I have fixed similar issues in Allegro and SDL (which are libraries that cover a superset of GLFW's scope) because I do use UBSan in my projects. Unfortunately, I haven't used GLFW in any project yet, so I couldn't fix this one :)

(the point on good defaults stays valid though)


This is what I appreciate about another aspect Zig, checked arithmetic, which is on by default in safe release builds.

For example, if a u64 would overflow through addition, then instead of just allowing the addition to wrap the u64 around to 0, Zig will rather detect this and crash at runtime with an error, unless you explicitly indicate through the "%+" operator that you do intend to allow the addition to wrap.

If this is an unknown unknown for you, you don't need to worry about it because Zig will detect it, simply because the default is correct.

Whereas in other languages that support something like this (and I think even Zig's checked arithmetic is still among the most extensive across all operators), you have to actually opt-in to checked arithmetic, it's not the default in safe builds, which always surprises me.

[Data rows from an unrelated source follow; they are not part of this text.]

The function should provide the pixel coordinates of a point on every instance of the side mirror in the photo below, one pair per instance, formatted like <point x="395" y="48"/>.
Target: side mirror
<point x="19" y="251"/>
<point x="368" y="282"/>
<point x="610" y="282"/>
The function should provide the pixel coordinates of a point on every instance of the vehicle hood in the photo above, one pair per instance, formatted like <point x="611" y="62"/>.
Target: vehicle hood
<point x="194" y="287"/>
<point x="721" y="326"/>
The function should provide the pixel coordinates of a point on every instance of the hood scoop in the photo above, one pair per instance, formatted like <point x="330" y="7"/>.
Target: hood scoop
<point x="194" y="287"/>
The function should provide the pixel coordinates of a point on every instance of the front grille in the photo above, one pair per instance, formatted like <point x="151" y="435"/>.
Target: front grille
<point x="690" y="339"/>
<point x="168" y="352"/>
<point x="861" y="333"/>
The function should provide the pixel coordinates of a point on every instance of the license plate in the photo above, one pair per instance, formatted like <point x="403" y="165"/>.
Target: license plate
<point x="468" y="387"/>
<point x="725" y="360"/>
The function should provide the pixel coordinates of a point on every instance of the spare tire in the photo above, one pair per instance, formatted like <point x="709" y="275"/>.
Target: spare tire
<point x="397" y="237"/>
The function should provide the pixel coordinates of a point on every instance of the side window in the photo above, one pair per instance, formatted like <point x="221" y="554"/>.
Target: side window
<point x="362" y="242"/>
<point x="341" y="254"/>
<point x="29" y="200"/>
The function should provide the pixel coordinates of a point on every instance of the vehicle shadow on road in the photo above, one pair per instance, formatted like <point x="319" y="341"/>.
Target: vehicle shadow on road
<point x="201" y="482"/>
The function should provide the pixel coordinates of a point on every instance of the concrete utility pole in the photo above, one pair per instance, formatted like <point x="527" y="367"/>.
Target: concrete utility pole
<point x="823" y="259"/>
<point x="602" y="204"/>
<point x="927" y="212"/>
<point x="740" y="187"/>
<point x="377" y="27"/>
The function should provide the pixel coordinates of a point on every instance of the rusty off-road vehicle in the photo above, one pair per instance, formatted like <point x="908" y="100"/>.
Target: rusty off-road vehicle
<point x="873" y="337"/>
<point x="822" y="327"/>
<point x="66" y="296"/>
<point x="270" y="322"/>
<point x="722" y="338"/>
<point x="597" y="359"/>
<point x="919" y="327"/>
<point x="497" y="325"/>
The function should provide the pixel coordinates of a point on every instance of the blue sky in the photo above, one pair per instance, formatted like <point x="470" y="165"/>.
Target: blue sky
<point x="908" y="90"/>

I was expecting a compile time warning and thought ubsan shouldn't be necessary. But CUViper explains why the UB can only be caught at runtime.


Integer promotion happening is known at compile time, so it’s still a fair point to expect a compile time warning.


I disagree. A simplified version of the problem expression is:

unsigned char foo = 0x80; long bar = foo << 24;

It overflows and bar is set to -2147483648. If foo was initialized with 0x7f, there'd be no overflow and bar would be set to 2130706432.

In the original problem, the value of foo isn't known at compile time.


Probably why it's never been caught or been a problem.

Can't think of a reasonable case where a compiler would generate "bad" code because of this.


Agreed. I think it was only a problem because of ubsan. I guess ubsan added checks to the generated code that looked at the value being shifted left 24 and saw that overflow occurred and therefore raised its undefined behaviour signal.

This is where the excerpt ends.